老夫婦は仏壇に置いてあるハンカチを見ながら、今日来た子あの女学生に似てたねと思いだす。20年前、夫婦を訪れて、忘れ物のハンカチを持って追いかけるも、橋から飛び降り自殺をした。「何にも聞かずに、手術して返してあげれば死ぬようなことはなかったかもしれない、ごめんね。」と老夫婦は仏壇に話す。

老夫婦は過去に女子学生を自殺から救ってあげられなかったんですね。だからはるみにも何も聞かないし、何も言わない。みんな既にわかっているんですよね、後悔とか反省とかいろんなこと。それを責めたり問われたりしたくないんですよね。老夫婦の描写がとても美しく、切なかったです。

堕胎した瓶に入った胎児に話しかけるアオイに医院長(瀬戸康史)は「いいことだね。」と。アオイはどうして中絶手術をするのかと医院長に尋ねる。医院長は「断っても別の病院にいくか自殺を選ぶ人もいる、いつか望んだ時命を迎えられるように丁寧に処置をする。中絶も妊娠もどちらも新しい命を迎える仕事だから。」と答える。

本当にそうですよね。中絶と言っても、いろんな事情があります。ただ身勝手に堕胎するだけではないのです。タブー視される話題をとても美しく描いていると感じます。

アオイは、はるみが赤ちゃんを連れて老夫婦を訪ねる風景を思い浮かぶ。

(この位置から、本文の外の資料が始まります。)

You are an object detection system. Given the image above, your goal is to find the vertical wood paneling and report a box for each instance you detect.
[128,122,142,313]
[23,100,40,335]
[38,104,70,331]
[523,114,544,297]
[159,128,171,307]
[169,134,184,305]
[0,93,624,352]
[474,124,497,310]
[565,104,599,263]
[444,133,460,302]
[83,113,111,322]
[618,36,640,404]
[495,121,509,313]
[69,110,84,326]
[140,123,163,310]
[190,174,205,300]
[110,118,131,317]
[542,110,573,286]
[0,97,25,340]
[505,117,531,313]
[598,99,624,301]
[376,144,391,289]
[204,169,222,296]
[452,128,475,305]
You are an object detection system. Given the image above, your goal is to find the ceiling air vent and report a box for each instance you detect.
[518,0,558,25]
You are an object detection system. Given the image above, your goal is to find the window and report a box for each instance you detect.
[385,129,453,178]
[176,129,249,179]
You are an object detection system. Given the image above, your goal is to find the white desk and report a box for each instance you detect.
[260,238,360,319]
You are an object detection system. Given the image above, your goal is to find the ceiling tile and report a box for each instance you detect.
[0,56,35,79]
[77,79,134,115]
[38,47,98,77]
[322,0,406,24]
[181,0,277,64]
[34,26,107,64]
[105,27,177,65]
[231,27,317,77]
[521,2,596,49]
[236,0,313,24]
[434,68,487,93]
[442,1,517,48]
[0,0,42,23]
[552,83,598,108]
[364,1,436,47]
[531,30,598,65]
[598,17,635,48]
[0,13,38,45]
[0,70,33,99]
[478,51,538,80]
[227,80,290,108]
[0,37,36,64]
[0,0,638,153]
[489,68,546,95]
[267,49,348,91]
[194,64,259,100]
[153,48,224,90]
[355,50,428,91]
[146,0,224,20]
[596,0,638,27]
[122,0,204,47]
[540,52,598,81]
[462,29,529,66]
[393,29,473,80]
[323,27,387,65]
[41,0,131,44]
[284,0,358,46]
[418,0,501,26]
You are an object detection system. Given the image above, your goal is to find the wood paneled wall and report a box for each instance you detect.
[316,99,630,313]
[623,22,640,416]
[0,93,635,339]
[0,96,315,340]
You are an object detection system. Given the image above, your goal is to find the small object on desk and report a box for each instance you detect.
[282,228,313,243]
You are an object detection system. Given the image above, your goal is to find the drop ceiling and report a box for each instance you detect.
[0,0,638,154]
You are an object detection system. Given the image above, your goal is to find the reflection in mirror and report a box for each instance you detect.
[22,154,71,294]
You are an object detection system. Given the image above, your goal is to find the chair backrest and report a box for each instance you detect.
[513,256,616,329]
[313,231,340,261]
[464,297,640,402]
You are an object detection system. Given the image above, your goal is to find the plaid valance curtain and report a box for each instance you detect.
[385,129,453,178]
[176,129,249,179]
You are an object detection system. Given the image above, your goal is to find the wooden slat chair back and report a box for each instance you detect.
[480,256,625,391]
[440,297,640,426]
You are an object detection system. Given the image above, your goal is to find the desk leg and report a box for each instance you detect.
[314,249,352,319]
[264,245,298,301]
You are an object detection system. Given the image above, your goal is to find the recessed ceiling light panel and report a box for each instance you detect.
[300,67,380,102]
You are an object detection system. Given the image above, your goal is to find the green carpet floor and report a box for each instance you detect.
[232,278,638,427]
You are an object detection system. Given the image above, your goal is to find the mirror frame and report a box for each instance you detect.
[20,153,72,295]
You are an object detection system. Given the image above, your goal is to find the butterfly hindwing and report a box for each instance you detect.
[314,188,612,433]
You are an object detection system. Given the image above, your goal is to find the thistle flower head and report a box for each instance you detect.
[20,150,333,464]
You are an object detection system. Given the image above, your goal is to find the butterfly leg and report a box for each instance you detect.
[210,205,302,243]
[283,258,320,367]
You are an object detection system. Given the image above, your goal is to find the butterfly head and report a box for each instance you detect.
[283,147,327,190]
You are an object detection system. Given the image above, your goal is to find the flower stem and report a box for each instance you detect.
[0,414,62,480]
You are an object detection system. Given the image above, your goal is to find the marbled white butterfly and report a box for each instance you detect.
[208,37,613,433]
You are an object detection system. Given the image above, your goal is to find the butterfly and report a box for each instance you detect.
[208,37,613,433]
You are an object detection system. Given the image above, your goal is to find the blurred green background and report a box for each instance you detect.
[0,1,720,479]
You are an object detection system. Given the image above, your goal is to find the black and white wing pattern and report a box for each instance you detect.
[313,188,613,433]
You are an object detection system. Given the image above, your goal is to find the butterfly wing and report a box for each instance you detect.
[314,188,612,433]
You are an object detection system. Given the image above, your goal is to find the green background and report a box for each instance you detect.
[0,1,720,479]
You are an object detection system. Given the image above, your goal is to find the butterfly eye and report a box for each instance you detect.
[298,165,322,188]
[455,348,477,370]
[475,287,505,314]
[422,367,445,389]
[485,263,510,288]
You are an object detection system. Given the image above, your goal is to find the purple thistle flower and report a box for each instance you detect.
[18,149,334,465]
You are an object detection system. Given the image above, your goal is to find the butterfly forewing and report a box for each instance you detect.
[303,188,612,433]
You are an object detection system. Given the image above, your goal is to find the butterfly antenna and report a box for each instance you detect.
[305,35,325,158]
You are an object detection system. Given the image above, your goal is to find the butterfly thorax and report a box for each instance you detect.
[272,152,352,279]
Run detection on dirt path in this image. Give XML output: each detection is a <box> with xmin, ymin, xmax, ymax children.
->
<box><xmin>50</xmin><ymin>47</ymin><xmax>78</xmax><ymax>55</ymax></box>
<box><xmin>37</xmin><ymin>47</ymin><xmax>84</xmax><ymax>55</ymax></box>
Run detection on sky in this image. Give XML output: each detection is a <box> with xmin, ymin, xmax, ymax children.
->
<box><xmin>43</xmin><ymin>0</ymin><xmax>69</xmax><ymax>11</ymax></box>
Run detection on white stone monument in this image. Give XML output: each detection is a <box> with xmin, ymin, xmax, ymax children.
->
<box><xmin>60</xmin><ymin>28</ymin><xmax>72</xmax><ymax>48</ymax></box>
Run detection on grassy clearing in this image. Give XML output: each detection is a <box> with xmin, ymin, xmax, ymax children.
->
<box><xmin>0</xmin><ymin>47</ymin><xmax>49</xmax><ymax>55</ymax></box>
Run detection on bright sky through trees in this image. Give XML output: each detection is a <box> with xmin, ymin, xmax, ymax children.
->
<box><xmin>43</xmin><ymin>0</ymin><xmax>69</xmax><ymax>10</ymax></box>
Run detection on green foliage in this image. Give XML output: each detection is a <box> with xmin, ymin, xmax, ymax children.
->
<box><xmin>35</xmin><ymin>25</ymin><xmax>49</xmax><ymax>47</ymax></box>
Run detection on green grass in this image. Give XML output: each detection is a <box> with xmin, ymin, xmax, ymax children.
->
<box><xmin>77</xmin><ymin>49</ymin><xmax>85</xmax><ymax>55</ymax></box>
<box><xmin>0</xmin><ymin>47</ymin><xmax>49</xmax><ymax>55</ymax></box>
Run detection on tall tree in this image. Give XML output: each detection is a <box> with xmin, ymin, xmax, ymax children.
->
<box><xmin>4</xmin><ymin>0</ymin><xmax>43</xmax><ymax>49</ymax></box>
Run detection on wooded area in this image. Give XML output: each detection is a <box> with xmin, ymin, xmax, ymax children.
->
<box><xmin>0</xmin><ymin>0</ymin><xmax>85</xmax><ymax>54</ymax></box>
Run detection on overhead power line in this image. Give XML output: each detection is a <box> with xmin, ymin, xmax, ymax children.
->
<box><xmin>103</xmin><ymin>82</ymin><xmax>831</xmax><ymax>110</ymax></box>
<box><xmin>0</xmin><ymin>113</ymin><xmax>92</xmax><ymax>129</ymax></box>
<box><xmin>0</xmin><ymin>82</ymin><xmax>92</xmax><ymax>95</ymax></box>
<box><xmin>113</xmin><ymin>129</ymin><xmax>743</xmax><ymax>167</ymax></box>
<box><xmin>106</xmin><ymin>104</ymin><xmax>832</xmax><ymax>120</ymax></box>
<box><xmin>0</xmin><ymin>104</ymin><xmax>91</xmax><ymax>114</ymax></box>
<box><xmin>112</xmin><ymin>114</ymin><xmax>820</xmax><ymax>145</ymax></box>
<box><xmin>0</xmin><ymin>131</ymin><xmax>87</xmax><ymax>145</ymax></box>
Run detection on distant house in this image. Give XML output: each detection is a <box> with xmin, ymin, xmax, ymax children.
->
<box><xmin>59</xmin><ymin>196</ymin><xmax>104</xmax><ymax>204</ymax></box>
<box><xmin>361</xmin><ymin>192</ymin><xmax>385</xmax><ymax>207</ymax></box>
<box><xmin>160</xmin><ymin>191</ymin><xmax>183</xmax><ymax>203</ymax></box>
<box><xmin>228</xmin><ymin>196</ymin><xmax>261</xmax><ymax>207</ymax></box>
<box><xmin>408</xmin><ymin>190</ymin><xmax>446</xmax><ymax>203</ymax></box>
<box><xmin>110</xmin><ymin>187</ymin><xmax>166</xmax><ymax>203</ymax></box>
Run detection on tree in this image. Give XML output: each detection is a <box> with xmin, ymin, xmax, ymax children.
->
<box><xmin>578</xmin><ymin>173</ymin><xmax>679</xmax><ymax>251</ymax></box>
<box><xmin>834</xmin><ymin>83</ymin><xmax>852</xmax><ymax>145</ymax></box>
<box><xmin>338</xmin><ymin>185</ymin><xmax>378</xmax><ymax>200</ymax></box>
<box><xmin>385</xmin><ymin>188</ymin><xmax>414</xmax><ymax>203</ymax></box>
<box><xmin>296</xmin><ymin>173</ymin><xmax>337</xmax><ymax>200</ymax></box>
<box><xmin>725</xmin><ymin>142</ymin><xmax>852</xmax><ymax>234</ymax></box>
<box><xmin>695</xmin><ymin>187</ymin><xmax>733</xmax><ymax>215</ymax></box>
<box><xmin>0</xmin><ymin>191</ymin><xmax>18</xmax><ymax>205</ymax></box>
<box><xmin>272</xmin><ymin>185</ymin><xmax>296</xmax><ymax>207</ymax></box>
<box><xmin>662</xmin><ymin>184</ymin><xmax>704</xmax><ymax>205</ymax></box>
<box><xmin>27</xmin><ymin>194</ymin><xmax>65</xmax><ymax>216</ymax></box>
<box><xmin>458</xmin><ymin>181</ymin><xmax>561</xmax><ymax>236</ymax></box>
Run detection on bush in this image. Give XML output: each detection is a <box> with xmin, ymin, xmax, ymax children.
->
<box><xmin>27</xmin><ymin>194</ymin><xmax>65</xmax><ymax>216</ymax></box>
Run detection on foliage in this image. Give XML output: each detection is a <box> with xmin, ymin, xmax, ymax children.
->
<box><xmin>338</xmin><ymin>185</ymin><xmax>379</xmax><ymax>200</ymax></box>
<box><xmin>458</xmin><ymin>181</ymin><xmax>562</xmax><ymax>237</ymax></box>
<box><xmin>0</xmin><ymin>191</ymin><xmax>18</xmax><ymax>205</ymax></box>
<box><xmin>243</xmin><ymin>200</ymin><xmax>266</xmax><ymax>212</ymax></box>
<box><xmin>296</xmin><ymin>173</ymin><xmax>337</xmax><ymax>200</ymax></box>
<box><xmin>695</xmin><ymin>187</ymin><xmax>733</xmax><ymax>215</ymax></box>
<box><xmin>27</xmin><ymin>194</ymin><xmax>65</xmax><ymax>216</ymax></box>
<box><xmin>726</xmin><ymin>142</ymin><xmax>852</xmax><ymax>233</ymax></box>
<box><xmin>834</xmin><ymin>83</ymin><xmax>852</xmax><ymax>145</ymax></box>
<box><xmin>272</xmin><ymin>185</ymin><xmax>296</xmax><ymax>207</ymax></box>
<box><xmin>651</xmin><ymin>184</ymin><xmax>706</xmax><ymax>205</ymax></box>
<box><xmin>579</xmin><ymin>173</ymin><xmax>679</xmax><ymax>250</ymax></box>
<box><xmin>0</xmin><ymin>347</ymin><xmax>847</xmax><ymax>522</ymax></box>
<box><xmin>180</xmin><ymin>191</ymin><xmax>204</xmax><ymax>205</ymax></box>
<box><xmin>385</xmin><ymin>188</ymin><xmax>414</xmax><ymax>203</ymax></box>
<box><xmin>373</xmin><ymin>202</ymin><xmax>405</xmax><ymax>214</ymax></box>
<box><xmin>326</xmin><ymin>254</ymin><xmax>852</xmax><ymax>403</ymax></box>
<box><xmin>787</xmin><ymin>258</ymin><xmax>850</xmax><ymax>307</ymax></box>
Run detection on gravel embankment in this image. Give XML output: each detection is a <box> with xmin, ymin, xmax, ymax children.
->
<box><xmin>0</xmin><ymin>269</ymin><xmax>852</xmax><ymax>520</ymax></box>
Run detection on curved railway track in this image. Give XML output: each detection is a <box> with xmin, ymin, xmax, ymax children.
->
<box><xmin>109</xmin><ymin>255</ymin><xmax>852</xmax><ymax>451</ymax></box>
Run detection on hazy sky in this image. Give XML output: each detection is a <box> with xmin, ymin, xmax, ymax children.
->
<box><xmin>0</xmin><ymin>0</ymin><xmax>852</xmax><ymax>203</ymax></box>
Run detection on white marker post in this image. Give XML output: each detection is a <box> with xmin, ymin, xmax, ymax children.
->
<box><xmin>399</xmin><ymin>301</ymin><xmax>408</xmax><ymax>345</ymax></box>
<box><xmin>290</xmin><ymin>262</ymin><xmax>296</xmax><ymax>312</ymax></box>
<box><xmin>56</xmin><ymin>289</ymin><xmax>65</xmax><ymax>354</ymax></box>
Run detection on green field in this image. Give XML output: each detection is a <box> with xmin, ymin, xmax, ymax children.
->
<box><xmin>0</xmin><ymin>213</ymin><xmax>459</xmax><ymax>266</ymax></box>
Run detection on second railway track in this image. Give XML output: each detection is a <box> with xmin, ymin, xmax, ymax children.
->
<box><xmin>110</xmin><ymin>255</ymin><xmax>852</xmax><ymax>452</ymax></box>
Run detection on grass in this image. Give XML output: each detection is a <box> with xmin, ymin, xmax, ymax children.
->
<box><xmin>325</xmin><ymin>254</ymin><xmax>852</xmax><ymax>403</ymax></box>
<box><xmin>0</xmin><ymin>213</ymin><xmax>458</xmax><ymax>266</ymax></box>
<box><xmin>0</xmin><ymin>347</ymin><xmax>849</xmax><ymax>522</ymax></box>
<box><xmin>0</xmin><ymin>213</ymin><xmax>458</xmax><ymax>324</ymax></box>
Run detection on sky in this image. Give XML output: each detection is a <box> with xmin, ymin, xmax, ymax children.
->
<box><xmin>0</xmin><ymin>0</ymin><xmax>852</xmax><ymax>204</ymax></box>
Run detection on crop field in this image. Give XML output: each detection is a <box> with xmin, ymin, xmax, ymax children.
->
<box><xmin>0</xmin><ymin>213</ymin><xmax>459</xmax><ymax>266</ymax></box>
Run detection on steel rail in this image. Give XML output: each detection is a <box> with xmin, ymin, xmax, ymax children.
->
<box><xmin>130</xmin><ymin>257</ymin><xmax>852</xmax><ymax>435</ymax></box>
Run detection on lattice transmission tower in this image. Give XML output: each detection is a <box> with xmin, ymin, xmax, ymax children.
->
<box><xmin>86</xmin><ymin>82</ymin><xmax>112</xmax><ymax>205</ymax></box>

いつかそんな日が来ますように、と願う。

「どんなに悲しい結果になっても赤ちゃんは何かメッセージを残してくれていると思う、たとえ来る人を間違えたとしても。赤ちゃんは生れるのも大変、生まれる前も大変、すれ違って会えないこともあるけど、いつか会えるといい。」~アオイは語り

瀬戸康史 出演ドラマ 5話・6話のまとめ

2つのストーリーは若い世代の出産と堕胎。ここに書ききれないほどの想いやいろんな感情が湧き出てきました。

医院長の妊娠と中絶はどちらも新しい命を迎える仕事、という言葉が印象的です。

老夫婦の場面もとても印象的でした。本当の優しさ、とは何だろうと考えさせられました。

7話以降の感想は次回に書きたいと思います。